Dáil debates
Wednesday, 12 June 2013
Health Service Executive (Governance) Bill 2012: Report Stage (Resumed) and Final Stage
4:25 pm
Billy Kelleher (Cork North Central, Fianna Fail) | Oireachtas source
This amendment is worth discussing in broader terms in respect of the health service. Figures provided by the Health Service Executive to Deputy Finian McGrath in response to a parliamentary question show that two top earners shared a pay pot of €882,694 last year. The breakdown of the earnings of the two shows that they earned €358,566 in salaries and an additional €450,000 in various allowances. The two also received an additional allowance of €74,000. It is a short reply but it sums up the point Deputy Ó Caoláin is making.
The overall figures reveal a pay bonanza for thousands of HSE high earning staff, with the majority being consultant doctors. Last year, 2,571 consultant doctors received €476 million, an average of €185,000. The figures show that one employee was in the earning band of between €300,000 and €400,000. The information shows that a further 22 staff earned between €250,000 and €300,000, receiving a total of €5.79 million in pay. The figures show that 1,034 staff earned between €150,000 and €200,000 last year. A total of 32,616 staff, or 34% of the HSE workforce, received pay of less than €30,000, while 20,000 or 21% were in receipt of between €30,000 and €40,000 per annum.

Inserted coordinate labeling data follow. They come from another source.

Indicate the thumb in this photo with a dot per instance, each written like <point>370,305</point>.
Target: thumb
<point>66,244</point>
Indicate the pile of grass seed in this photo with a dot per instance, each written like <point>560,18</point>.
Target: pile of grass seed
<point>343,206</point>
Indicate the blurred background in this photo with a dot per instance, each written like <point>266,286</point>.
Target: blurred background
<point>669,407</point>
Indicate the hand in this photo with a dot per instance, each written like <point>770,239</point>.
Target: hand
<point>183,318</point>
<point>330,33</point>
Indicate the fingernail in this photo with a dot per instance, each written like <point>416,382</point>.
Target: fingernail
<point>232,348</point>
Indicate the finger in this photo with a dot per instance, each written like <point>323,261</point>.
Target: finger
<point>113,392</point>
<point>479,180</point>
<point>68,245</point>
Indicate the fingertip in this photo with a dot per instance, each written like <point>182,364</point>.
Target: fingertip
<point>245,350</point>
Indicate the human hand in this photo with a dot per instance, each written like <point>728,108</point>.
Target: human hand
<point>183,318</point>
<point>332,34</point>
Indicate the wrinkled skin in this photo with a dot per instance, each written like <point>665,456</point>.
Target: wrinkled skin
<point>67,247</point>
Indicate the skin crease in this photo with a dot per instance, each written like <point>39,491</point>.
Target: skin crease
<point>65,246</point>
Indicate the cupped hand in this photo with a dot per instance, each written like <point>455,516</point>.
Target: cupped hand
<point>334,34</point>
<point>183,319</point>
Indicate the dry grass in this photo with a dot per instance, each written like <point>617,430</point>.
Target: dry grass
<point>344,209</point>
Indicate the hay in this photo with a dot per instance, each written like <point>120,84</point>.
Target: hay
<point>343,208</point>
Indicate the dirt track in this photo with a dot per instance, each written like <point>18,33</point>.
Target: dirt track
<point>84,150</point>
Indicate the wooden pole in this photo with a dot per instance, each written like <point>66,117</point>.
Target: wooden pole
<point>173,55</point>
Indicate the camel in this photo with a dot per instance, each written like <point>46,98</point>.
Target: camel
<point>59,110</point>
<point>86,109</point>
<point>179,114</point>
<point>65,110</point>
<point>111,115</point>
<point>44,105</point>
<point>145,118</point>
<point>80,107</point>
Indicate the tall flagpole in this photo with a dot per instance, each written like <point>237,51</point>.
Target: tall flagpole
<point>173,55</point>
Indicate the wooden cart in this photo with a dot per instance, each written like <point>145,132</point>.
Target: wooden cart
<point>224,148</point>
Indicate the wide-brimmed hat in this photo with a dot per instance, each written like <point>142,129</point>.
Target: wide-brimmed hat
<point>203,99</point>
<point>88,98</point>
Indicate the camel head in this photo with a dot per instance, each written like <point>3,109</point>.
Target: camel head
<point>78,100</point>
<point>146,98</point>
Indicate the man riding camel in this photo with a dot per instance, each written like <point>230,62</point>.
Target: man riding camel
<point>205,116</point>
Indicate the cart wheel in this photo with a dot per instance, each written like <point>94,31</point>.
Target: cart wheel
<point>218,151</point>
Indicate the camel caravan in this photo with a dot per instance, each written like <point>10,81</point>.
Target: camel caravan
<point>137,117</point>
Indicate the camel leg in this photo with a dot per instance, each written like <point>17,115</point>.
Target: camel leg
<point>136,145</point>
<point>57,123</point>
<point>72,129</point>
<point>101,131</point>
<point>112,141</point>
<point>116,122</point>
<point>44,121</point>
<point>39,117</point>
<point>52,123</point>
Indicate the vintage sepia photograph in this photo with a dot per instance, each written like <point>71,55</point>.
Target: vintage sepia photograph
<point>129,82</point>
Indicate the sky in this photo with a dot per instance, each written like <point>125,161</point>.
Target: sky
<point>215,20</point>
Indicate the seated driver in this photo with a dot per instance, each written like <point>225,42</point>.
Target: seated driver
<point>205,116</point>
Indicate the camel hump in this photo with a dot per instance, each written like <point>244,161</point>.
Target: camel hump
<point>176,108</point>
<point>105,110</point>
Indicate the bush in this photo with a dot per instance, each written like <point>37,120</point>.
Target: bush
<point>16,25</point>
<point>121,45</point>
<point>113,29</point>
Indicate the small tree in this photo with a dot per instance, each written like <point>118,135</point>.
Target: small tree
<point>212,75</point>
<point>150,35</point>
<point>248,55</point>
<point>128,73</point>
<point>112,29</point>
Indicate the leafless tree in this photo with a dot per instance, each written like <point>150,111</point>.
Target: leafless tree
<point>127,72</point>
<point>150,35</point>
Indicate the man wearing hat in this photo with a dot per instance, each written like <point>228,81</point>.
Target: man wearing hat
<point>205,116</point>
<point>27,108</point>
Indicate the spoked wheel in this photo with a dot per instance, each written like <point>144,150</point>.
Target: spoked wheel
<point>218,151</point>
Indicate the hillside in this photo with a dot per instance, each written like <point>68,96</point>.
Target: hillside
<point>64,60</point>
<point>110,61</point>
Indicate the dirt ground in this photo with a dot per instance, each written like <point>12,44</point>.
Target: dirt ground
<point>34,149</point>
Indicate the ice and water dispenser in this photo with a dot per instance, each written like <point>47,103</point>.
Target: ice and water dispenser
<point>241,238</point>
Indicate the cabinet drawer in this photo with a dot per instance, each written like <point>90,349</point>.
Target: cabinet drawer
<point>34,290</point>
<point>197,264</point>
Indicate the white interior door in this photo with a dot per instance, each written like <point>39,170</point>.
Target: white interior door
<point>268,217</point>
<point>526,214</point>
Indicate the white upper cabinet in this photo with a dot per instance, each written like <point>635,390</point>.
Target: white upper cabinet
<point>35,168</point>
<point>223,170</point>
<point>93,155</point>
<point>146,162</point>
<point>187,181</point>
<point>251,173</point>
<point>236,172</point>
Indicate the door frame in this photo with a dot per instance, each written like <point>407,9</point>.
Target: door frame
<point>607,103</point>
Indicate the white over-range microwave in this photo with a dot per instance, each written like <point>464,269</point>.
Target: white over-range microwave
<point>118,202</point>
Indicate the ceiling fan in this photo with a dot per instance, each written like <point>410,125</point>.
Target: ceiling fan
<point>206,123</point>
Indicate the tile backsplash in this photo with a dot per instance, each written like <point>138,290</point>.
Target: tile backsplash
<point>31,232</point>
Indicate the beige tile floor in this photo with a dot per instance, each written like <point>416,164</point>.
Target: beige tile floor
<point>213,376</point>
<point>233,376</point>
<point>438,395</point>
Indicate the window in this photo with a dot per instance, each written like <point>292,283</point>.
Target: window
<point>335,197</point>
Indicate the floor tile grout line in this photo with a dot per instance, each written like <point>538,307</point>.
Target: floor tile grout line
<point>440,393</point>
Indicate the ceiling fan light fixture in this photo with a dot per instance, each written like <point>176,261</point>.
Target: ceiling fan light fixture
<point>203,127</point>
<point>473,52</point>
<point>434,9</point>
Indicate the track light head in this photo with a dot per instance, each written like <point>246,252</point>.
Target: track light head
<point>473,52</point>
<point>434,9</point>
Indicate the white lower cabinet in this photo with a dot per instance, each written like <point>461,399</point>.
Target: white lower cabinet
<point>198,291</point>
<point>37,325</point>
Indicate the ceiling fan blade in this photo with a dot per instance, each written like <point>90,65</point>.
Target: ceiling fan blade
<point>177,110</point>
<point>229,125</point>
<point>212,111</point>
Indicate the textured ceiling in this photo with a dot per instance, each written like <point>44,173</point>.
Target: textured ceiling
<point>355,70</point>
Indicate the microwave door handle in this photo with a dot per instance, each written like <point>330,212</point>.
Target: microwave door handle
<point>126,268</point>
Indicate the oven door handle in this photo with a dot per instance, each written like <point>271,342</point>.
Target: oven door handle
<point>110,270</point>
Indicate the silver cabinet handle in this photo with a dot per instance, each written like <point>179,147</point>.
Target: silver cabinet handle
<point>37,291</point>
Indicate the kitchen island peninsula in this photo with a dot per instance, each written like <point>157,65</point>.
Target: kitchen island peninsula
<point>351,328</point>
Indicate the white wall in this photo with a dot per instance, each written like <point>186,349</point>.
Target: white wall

There is a great disparity between the low pay scales and the very high pay scales. The consultants are often easy targets, and the Minister did not spare them when he sat on this side of the House, but we must see a readjustment. Governments will always claim they have a progressive tax system in place but the last two budgets have been regressive. That has been acknowledged independently. The higher earners have not contributed as much in terms of tax deductions across the workforce. We can argue over the figure of €100,000 and what the figure should be, but there is certainly a big disparity between the very high earners in the HSE and those who are contributing on the lower pay rates. It should be borne in mind that even the nurse graduate scheme that was proposed provided that qualified nurses would be recruited at a lower pay scale. That was proposed by the Minister previously, so I believe there is merit in the amendment.
This is a broad debate that must take place. If we want a fairer society, as was promised, the figures outlined to Deputy Finian McGrath show that we have a long way to go to make our society fairer and more equitable, where everybody carries a fair share of the burden. Those figures are very revealing. In the context of the amendment, they outline why people at the lower pay rates feel aggrieved. I realise it is a broader debate but this amendment highlights that there is a disparity between the vast majority of the workforce in the public sector and those in the high echelons of that sector. Politicians are often criticised, often quite correctly, but there has been a big reduction in the pay scales for politicians. The Taoiseach's salary has been reduced, as have the salaries of Ministers, Ministers of State, Deputies and Senators. That is fine and we accept that we must make our contribution too, but there still appears to be a cohort that seems to be almost exempt from doing its fair share. When one sees people in the HSE still earning more than €300,000 one must question why that is the case.